On the revenue per mille front, ad revenue per thousand ad-supported listener hours was on the rise, reaching $34.15 million this year, up 7% from last year.

A big issue for Pandora last quarter was its less-than-robust growth of active listener hours. Investors on the Q2 2014 earnings call pounded Pandora President and CEO Brian McAndrews on the point.

Between Q4 2013 and Q1 2014, the 12% increase in listener hours wasn’t all that much considering the Q1 increase was only 16%. It’s not a static number, but it’s also not impressive, considering the 250 million radio listeners currently in the US. In Q2 2014, radio listening among Pandora users went up just 7.04%.

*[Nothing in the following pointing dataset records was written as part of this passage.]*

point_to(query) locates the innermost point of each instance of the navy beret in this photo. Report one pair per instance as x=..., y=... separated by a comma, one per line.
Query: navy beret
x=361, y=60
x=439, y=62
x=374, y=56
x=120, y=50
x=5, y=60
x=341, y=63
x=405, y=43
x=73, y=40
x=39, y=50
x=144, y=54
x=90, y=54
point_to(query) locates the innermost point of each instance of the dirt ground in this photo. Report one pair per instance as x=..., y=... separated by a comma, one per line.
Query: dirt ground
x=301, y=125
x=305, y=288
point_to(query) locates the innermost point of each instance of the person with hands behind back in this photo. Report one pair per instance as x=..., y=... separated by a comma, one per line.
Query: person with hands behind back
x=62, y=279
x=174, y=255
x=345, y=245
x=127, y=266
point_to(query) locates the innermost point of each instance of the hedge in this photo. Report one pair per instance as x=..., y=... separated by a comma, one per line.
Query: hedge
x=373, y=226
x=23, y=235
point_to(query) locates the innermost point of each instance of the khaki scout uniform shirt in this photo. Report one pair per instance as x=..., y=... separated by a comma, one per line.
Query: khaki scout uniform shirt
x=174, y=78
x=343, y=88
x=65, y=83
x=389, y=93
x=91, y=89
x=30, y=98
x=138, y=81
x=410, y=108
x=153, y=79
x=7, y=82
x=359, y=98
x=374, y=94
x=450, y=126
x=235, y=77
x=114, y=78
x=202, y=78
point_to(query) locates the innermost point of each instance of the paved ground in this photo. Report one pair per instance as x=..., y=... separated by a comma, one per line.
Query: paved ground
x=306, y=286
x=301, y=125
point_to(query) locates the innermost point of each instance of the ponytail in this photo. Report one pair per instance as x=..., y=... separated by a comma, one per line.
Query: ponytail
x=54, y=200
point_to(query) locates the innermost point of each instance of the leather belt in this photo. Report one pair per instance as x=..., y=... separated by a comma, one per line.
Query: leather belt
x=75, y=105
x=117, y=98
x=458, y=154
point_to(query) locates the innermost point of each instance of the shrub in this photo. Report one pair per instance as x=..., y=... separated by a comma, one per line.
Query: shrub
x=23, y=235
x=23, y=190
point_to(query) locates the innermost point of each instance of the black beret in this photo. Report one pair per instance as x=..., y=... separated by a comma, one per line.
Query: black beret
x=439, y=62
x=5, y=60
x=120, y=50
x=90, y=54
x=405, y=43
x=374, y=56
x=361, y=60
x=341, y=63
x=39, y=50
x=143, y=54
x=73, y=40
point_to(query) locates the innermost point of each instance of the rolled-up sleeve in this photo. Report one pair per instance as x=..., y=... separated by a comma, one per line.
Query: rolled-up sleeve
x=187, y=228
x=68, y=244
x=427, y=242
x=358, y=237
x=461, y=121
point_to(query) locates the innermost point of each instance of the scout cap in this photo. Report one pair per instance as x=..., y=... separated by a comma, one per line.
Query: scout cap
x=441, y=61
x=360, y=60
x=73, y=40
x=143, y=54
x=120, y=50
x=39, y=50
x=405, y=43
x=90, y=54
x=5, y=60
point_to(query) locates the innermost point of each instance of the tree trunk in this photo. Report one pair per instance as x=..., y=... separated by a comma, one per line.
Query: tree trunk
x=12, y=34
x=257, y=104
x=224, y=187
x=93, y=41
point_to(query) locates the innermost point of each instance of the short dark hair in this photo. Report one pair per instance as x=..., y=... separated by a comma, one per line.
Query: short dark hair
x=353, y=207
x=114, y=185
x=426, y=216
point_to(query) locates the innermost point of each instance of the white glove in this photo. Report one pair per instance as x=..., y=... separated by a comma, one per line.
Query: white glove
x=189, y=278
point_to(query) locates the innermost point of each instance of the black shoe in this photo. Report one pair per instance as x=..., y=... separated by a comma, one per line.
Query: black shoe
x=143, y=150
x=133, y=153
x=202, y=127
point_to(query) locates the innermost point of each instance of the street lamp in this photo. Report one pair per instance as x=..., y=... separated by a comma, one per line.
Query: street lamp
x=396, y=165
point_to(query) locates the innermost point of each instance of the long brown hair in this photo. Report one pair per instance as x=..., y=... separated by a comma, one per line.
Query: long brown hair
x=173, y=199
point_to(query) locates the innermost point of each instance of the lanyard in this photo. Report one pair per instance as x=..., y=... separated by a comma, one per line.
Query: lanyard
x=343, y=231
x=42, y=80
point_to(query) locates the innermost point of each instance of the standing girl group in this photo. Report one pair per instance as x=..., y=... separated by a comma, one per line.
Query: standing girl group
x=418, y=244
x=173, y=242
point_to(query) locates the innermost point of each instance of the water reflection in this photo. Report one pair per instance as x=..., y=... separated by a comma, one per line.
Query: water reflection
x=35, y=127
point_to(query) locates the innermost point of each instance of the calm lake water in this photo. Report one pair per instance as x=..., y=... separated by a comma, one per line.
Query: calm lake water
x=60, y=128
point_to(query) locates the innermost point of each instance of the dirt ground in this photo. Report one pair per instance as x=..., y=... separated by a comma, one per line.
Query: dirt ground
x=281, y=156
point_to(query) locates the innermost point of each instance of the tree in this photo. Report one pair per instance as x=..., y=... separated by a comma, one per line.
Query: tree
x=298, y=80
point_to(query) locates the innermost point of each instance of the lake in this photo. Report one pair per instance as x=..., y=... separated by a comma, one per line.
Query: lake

McAndrews demurred when asked why growth was so slow and what Pandora  which must be hyperaware of competing services from audio giants like Spotify and Apple  could be doing to close the gap further. He noted the driver segment as a potential area of listener growth. Pandora now comes pre-installed in more than 145 car models.

“We expected to see some seasonality in June; it’s typical for us that we pick up more in September and that we see a relative slowdown in the summer when people go on vacation and leave school,” McAndrews said. “Over time, when people go on vacation, many of them drive, and as we become more prominent in cars that may temper that or lose some seasonality. But even with all that, we did grow seven and a half percent.”

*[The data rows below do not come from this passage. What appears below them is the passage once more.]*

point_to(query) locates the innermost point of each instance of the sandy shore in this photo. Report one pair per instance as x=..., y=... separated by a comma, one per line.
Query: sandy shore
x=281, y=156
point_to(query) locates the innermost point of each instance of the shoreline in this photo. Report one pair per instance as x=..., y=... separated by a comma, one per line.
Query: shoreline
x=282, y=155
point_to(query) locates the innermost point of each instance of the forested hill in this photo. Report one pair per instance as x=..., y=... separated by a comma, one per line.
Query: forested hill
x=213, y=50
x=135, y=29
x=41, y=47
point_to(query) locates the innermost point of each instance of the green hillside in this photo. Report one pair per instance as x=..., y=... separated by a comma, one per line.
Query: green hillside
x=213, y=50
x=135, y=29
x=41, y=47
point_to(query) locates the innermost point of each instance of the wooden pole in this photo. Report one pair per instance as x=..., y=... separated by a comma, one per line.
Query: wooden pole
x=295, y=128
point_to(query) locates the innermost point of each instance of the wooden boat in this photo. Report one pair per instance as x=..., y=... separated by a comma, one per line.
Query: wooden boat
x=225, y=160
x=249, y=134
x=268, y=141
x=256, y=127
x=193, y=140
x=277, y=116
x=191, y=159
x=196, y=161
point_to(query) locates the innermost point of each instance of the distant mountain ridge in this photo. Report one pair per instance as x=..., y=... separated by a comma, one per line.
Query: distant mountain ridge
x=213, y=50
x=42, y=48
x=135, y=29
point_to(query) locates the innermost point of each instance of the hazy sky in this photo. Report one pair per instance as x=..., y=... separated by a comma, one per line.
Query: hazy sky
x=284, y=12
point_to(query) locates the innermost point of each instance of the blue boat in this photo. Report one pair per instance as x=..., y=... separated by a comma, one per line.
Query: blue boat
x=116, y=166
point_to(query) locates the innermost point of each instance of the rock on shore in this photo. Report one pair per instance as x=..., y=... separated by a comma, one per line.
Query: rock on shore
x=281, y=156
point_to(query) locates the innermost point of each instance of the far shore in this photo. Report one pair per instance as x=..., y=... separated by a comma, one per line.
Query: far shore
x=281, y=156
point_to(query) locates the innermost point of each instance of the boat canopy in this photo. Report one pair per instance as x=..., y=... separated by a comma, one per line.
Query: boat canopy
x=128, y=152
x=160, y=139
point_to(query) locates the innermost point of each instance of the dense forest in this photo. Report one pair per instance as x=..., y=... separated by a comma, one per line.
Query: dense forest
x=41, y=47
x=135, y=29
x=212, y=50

McAndrews would not get specific about Pandora’s future advertising investment, especially in potential efforts to re-engage Pandora’s 100 million latent accounts.

“We’re not talking about a massive budget, but historically we’ve done word-of-mouth and been successful with that. We are investing more in marketing in terms of international and brand marketing in the second half,” he said. “Once you hit a critical mass, the hours you have arguably have more upside over time.”

Pandora has also been investing in product development and its sales force, which increased by 15 to 343 people.

In response to a query about Pandora’s plans for using data to better target listeners  the company has already moved beyond ZIP code targeting to using more precise location data  McAndrews, who noted that Pandora has more than 100 segments to target listeners, said there’s room to improve. He also made reference to a cross-device “core identifier,” a kind of anti-cookie, seemingly similar to Verizon’s PrecisionID, that Pandora uses to track users and build segments.

“We’ve done a fair amount, but we still see a tremendous opportunity with our own data and working with third parties,” he said.

McAndrews also talked about the beta launch of “Promoted Stations,” an ad unit that integrates a brand’s custom content, think song mixes and curated lists, into Pandora’s station recommendations for listeners. In other words, native. Participating brands include Skechers, StubHub, Taco Bell and Toyota.